No, the new value rule is not always mandatory. It’s more of a solution in complex or contested Chapter 11 cases, where the owners want to keep equity but can’t fully repay unsecured creditors.
In some cases:
- Creditors may agree to the plan voluntarily
- Owners may be contributing new value in other ways
- The court may approve a plan based on other legal standards
Still, when there’s pushback from creditors, courts often look for a clear new value contribution before allowing owners to retain control.
Why the New Value Rule in Bankruptcy Matters for Business Owners
The answer to what is the new value rule in bankruptcy lies in fairness and feasibility. If you’re a business owner hoping to keep control of your company during a Chapter 11 bankruptcy, you may be able to do so—but only by offering something new and valuable to support your plan. Whether it’s a capital investment, new assets, or operational tools, the contribution must be meaningful and measurable.
Understanding this rule ensures you’re better prepared to negotiate with creditors, propose a viable reorganization plan, and keep your business operational. When used correctly, the new value rule can be a powerful tool for long-term recovery and sustainability.

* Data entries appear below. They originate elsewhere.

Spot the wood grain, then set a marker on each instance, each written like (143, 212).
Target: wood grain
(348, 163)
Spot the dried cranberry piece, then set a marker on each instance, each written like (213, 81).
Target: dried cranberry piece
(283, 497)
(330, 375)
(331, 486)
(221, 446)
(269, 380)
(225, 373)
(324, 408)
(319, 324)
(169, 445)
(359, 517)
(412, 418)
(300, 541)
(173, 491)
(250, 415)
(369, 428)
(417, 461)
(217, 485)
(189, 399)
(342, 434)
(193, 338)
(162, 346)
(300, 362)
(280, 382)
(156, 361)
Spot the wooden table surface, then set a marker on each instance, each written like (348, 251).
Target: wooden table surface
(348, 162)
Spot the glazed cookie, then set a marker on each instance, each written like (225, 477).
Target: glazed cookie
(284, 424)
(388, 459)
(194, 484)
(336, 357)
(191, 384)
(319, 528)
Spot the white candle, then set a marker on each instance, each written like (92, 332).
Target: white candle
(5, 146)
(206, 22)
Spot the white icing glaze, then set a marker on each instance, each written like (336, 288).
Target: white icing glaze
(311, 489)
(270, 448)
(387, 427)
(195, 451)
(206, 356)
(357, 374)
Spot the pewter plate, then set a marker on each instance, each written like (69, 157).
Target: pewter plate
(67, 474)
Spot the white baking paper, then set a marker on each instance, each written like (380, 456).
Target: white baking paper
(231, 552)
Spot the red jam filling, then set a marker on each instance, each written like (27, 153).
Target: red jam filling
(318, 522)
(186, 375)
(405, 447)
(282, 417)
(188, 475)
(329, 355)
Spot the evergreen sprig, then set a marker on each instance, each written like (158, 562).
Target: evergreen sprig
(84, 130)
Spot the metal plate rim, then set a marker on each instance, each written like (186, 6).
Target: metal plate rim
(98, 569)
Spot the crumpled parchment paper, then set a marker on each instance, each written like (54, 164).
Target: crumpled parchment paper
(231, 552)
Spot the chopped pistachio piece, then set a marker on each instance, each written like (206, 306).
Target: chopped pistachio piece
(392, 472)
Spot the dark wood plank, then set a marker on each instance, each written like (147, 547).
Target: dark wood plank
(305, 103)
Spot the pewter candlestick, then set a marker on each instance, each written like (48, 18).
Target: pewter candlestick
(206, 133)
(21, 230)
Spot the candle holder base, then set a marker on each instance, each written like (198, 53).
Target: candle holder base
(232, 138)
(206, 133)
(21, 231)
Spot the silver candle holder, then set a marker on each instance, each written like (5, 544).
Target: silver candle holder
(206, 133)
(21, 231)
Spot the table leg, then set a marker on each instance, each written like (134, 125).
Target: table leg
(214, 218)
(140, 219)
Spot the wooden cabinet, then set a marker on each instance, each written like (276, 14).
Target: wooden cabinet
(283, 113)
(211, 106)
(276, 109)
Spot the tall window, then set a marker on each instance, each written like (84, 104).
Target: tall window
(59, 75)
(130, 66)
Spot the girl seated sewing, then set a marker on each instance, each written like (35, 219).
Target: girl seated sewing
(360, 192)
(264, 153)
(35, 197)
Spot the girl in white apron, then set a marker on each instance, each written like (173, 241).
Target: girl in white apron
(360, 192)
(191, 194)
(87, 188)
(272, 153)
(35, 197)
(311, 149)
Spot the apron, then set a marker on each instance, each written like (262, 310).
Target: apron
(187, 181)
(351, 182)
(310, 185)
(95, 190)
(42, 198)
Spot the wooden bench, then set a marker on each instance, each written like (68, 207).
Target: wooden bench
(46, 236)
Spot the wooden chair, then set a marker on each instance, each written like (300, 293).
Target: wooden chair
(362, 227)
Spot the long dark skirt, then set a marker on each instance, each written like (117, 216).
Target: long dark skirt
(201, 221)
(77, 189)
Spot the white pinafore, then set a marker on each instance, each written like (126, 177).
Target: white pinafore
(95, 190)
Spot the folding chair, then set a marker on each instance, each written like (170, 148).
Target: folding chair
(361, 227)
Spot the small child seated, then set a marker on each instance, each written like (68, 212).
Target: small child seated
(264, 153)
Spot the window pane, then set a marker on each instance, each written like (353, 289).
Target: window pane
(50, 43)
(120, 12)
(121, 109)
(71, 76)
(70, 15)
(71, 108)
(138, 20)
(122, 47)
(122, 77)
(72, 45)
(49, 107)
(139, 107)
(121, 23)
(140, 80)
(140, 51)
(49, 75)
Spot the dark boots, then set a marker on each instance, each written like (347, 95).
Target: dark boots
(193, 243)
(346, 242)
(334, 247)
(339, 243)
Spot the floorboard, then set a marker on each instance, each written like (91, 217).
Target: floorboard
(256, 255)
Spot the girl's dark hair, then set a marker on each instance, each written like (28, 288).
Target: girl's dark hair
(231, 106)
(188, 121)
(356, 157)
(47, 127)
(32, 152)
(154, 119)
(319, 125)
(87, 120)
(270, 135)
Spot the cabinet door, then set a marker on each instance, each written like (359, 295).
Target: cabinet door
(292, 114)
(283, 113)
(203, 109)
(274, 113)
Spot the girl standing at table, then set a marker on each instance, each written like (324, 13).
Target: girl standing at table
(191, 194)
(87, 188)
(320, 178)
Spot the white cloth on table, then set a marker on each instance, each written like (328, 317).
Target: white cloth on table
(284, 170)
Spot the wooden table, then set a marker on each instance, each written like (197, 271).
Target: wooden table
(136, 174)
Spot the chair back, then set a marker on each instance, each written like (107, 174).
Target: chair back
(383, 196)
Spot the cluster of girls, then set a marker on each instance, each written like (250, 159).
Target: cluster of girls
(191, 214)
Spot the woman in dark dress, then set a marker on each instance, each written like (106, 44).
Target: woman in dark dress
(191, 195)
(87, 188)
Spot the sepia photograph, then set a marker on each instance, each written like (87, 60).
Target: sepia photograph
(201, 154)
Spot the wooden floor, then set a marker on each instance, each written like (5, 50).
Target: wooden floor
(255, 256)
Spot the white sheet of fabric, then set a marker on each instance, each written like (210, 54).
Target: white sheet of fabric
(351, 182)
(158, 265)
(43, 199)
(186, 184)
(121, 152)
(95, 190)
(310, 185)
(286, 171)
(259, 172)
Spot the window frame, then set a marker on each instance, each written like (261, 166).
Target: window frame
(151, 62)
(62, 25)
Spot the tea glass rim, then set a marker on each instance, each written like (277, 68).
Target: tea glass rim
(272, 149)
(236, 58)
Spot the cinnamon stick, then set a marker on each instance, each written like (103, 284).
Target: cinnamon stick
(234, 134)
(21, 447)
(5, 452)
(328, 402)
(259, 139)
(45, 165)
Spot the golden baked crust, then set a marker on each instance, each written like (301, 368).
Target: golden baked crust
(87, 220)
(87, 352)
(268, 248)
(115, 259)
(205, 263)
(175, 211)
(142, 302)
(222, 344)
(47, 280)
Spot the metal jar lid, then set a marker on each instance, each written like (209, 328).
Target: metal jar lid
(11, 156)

Explore How the New Value Rule Applies to Your Chapter 11 Strategy
Wondering what is the new value rule in bankruptcy and how it affects your reorganization plan? Legal Brand Marketing connects business owners with experienced bankruptcy attorneys who understand Chapter 11 intricacies. Our partners can help you assess whether a new value contribution is needed—and how to structure one that protects your interests.
You can also Contact us to learn more about how our legal marketing services can help you find trusted representation and navigate the bankruptcy process with clarity.
Frequently Asked Questions (FAQs)
1. Can individuals use the new value rule, or is it only for businesses?
While the new value rule most commonly applies to business entities in Chapter 11, it can also apply to high-asset individuals filing under Chapter 11 who seek to retain control of valuable assets.
2. Does new value have to be in the form of cash?
No, the contribution can be in the form of money or money’s worth—including physical assets, equipment, or other tangible resources. However, it must be measurable and beneficial to the reorganization.
3. How do courts determine if the new value contribution is substantial enough?
Courts assess whether the contribution is meaningful in relation to the business’s operations and debt load. There is no fixed dollar amount—it depends on the context and case specifics.
4. Can a new value contribution be rejected by creditors?
Yes. If creditors believe the contribution is insufficient or unfair, they can object. The court ultimately decides whether the new value contribution justifies ownership retention.
5. What role does a bankruptcy attorney play in applying the new value rule?
A bankruptcy attorney helps structure the reorganization plan, assess the fairness of the contribution, and defend its necessity and value in court if creditors challenge it.
Key Takeaways
- The new value rule allows owners to retain equity in Chapter 11 by contributing new and substantial value to the business.
This helps ensure fairness when creditors aren’t paid in full. - New value must be tangible, measurable, and necessary for the continued success of the business.
It can’t be symbolic or come from existing assets. - The rule originates from the 1939 Supreme Court case Case v. Los Angeles Lumber Products,
which established that owners must make a meaningful contribution to keep their interest during bankruptcy. - The new value rule is typically applied in contested cases where creditors object to owners retaining control.
It becomes a negotiation point and court consideration in those scenarios. - Business owners should consult a bankruptcy attorney to evaluate whether the new value rule applies to their Chapter 11 strategy.
Professional guidance helps align the contribution with legal standards and maximize plan approval chances.